Это как если бы у человека было не два крыла, а десять, тридцать…

Человек словно бы весь был заросший крыльями, как заиндевевшее окно на заре — папоротниками, цветами и прочей райской флорой: засвеченная фотография рая, а не окно: поларойд в раю..
Не окно, а голубеющая ваза, поставленная утром на подоконник… влюблённым ангелом.
Да, всего то и нужно — отсечь ненужные крылья, пусть и с кровью, и оставить лишь два крыла.
Но и их постелить к милым ногам любимой..
Может поэтому, я ещё в детстве не мог без слёз смотреть крылья ангелов на картинах?
Всего два крыла.. боже, через какой ад они прошли! Как они любили!
Два крыла.. это так же пронзительно и ранимо, как два осенние листочка, оставшиеся на озябшей карей веточке, сквозящейся синевой, как видением рая..
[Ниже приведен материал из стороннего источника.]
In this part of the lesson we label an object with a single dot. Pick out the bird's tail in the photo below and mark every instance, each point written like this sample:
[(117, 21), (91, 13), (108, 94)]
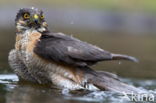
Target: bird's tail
[(123, 57), (110, 82)]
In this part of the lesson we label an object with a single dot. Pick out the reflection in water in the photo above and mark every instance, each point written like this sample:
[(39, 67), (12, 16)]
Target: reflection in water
[(13, 92)]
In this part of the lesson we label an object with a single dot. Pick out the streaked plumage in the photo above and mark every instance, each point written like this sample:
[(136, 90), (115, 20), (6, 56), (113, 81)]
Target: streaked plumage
[(45, 57)]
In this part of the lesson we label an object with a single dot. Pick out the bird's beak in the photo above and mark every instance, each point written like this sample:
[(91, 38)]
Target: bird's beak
[(36, 19)]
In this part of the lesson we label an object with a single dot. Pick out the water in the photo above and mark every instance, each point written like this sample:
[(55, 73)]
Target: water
[(14, 92), (140, 74)]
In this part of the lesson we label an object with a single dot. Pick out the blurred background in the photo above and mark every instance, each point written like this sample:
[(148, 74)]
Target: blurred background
[(119, 26)]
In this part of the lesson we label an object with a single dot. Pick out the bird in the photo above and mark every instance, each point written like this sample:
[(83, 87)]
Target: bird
[(45, 57)]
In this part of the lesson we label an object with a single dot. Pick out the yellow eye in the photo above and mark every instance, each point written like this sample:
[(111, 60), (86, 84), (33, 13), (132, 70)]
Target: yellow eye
[(26, 16), (42, 16)]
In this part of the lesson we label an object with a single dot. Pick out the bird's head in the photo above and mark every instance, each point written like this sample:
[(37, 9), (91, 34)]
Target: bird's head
[(30, 18)]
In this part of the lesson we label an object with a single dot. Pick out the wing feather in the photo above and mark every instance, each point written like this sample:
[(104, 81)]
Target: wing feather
[(69, 50)]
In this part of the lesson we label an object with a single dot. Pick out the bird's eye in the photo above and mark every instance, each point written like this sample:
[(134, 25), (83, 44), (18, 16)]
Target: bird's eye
[(42, 16), (26, 16)]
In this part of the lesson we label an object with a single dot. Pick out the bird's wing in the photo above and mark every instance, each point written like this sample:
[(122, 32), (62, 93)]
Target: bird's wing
[(69, 50)]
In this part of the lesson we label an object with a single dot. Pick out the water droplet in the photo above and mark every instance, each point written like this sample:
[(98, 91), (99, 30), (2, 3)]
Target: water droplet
[(72, 22), (120, 62)]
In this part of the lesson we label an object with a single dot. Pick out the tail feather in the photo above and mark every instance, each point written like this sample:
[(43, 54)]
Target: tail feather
[(106, 81), (123, 57)]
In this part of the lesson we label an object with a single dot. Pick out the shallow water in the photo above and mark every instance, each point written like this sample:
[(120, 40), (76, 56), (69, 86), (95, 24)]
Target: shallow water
[(14, 92)]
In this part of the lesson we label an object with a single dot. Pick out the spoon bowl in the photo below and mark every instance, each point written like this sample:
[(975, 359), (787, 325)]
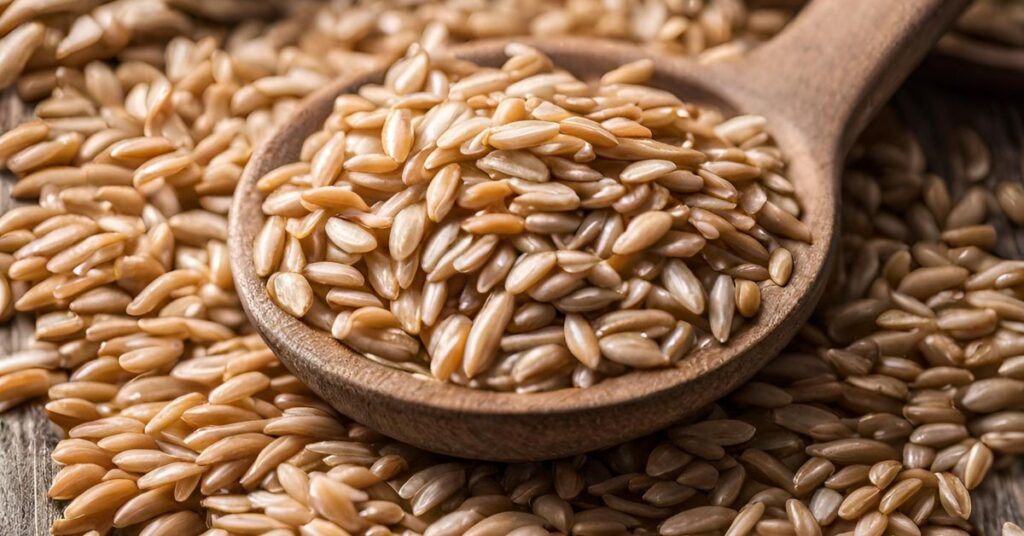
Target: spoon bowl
[(812, 118)]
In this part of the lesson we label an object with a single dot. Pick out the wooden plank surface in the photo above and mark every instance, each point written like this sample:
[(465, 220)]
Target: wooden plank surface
[(934, 113), (26, 435)]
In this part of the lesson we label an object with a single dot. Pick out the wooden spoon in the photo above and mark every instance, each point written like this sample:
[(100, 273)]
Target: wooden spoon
[(967, 62), (817, 83)]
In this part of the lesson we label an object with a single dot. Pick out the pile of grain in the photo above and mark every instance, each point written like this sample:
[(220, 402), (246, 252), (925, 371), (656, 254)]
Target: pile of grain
[(530, 231), (998, 22), (880, 420)]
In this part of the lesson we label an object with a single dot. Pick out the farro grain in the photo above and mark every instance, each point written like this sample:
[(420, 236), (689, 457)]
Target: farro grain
[(222, 142)]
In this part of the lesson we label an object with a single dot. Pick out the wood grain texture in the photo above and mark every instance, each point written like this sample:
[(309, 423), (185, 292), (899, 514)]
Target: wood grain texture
[(934, 113), (26, 435), (816, 83), (27, 439)]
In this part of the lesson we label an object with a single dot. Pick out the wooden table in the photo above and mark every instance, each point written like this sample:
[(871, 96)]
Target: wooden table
[(934, 113)]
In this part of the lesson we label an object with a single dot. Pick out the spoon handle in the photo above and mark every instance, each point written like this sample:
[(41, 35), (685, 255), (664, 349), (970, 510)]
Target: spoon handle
[(840, 60)]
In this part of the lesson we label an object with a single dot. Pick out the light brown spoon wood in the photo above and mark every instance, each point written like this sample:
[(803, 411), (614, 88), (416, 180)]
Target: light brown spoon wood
[(817, 83)]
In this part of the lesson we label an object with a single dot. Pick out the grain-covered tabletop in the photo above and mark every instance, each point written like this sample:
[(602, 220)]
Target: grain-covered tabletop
[(934, 113)]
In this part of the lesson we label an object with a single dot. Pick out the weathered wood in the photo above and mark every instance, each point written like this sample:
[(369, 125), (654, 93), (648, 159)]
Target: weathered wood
[(934, 113), (27, 439), (816, 83), (26, 436)]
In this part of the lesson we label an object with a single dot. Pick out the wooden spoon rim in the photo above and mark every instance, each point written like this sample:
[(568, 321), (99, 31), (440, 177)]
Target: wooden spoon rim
[(358, 376)]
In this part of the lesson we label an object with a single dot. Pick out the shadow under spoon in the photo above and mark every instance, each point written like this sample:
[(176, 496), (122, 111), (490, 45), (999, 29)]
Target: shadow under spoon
[(817, 83)]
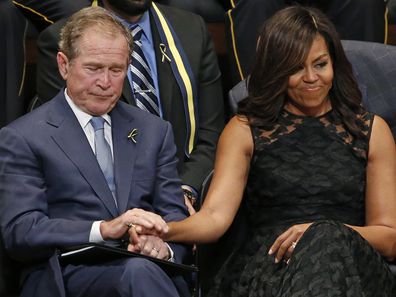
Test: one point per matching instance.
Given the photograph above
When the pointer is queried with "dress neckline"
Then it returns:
(307, 116)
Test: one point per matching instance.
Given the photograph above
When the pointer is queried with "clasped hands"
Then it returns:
(130, 224)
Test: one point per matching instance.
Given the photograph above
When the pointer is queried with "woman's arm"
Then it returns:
(233, 157)
(380, 229)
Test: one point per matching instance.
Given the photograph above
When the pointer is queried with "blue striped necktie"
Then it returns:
(103, 153)
(142, 80)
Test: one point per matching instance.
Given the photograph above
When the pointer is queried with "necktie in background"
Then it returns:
(103, 153)
(143, 85)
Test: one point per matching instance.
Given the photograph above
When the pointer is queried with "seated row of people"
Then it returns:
(87, 167)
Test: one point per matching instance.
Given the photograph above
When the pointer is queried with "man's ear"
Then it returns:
(63, 64)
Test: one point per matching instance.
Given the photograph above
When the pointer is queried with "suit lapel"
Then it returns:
(72, 140)
(124, 153)
(127, 92)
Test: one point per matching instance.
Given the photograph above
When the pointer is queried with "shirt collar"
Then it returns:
(144, 23)
(83, 117)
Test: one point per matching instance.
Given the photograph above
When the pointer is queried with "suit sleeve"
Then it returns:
(45, 13)
(211, 114)
(28, 232)
(168, 199)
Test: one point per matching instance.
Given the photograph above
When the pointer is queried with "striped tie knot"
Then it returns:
(142, 81)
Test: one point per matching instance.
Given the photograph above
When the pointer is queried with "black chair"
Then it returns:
(374, 65)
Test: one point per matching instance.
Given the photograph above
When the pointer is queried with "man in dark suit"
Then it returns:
(195, 109)
(64, 181)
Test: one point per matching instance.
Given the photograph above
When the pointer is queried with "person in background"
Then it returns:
(319, 173)
(85, 168)
(354, 19)
(185, 81)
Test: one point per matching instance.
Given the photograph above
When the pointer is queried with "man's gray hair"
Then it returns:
(91, 17)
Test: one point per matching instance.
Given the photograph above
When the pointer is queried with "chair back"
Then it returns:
(374, 65)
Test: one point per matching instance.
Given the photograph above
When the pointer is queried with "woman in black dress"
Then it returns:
(318, 169)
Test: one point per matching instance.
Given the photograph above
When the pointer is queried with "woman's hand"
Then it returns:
(285, 244)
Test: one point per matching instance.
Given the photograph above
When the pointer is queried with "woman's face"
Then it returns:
(308, 88)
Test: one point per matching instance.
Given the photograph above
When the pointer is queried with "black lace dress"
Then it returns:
(307, 169)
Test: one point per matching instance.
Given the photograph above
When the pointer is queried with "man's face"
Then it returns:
(94, 78)
(128, 7)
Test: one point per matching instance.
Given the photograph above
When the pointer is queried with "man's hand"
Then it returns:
(132, 222)
(285, 244)
(151, 245)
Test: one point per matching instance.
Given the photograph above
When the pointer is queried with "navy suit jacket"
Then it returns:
(52, 188)
(197, 45)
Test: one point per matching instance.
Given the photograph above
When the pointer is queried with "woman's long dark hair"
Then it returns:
(284, 44)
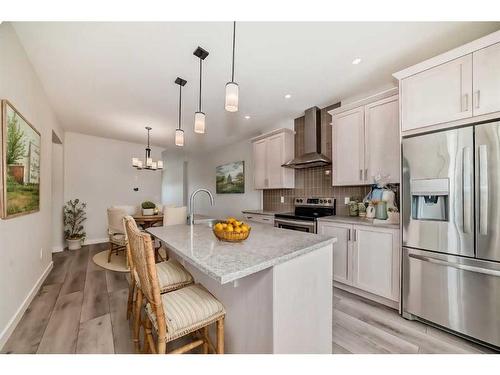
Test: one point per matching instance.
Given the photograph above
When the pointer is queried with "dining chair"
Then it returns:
(186, 311)
(171, 276)
(116, 234)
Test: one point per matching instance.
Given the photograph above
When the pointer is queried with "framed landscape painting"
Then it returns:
(20, 171)
(230, 178)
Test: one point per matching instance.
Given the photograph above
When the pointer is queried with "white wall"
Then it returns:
(99, 171)
(173, 191)
(25, 241)
(57, 197)
(201, 174)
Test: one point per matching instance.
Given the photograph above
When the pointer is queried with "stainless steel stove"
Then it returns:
(306, 213)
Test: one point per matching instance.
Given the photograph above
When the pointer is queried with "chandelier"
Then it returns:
(148, 162)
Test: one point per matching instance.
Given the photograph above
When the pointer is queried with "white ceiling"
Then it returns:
(112, 79)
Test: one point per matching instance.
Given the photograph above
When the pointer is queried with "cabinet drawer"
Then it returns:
(259, 218)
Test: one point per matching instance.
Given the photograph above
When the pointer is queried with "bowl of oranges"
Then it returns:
(231, 230)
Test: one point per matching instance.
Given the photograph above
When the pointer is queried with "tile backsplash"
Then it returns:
(313, 182)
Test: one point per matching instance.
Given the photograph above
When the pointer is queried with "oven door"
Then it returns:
(300, 225)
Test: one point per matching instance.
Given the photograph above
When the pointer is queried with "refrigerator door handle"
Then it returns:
(465, 267)
(483, 189)
(467, 189)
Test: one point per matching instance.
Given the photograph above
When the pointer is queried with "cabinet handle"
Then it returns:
(466, 97)
(478, 97)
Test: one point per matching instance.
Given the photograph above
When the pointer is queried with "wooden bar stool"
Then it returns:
(171, 276)
(186, 311)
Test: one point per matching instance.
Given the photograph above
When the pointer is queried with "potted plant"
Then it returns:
(148, 208)
(74, 216)
(393, 215)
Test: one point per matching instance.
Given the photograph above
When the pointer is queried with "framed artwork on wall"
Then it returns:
(230, 178)
(20, 167)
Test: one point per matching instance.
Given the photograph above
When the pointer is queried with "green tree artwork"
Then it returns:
(230, 178)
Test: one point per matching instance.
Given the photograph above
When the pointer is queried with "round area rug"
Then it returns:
(118, 262)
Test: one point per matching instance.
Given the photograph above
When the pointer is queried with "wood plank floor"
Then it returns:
(81, 308)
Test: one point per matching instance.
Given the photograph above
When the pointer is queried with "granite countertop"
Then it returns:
(358, 221)
(266, 247)
(262, 212)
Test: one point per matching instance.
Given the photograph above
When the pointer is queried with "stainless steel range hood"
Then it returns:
(312, 156)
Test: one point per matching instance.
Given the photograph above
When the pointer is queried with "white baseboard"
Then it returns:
(93, 241)
(4, 336)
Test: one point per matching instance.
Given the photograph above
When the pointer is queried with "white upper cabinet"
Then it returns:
(486, 80)
(348, 147)
(437, 95)
(365, 140)
(382, 147)
(270, 152)
(455, 88)
(260, 164)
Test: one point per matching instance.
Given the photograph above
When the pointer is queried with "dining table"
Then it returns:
(147, 221)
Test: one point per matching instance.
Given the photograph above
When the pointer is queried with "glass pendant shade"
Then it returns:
(179, 137)
(199, 122)
(232, 92)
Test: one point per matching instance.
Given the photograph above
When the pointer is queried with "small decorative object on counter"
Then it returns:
(392, 215)
(370, 210)
(362, 209)
(353, 208)
(381, 210)
(148, 208)
(232, 230)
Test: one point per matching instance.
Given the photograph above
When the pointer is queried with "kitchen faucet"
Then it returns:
(191, 203)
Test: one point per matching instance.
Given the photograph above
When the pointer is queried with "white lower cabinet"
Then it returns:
(365, 258)
(341, 250)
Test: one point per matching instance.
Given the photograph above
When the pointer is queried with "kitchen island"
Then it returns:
(276, 286)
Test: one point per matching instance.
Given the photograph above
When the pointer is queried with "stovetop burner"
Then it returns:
(309, 209)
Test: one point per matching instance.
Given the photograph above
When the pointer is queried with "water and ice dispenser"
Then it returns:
(430, 199)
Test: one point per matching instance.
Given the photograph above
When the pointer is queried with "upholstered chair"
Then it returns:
(184, 312)
(117, 240)
(171, 276)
Ну а дальше? Можно ведь в бесконечной тоске по любимой.. снять с себя и последние крылья?
Словно последнюю одежду души, и тогда с плеч души, соскользнут белоснежные и прозрачные крылья, словно лёгкая сорочка, и упадут к милым ногам любимой.
И тело я точно также сброшу, как ненужную одежду, если это будет нужно для того, чтобы быть с любимой: кто-то, в милосердии своём, отдаёт последнюю рубашку другому, а я… отдам тело своё, последнее.
Отдаю… раздаю своё нежное тело и тела, что быть может родятся в грядущих веках, другим, кому они будут нужны и кого согреют.
Мне они не нужны, если в этих веках не будет любимой моей..
Да, последнее тело сброшу с себя, как одежду, и тоже, к ногам любимой…
И душу сброшу, раздевшись до сияющего бессмертия. И.. удивлю ангелов последним развратом влюблённого: сброшу и бессмертие, и его постелив к милым ногам любимой.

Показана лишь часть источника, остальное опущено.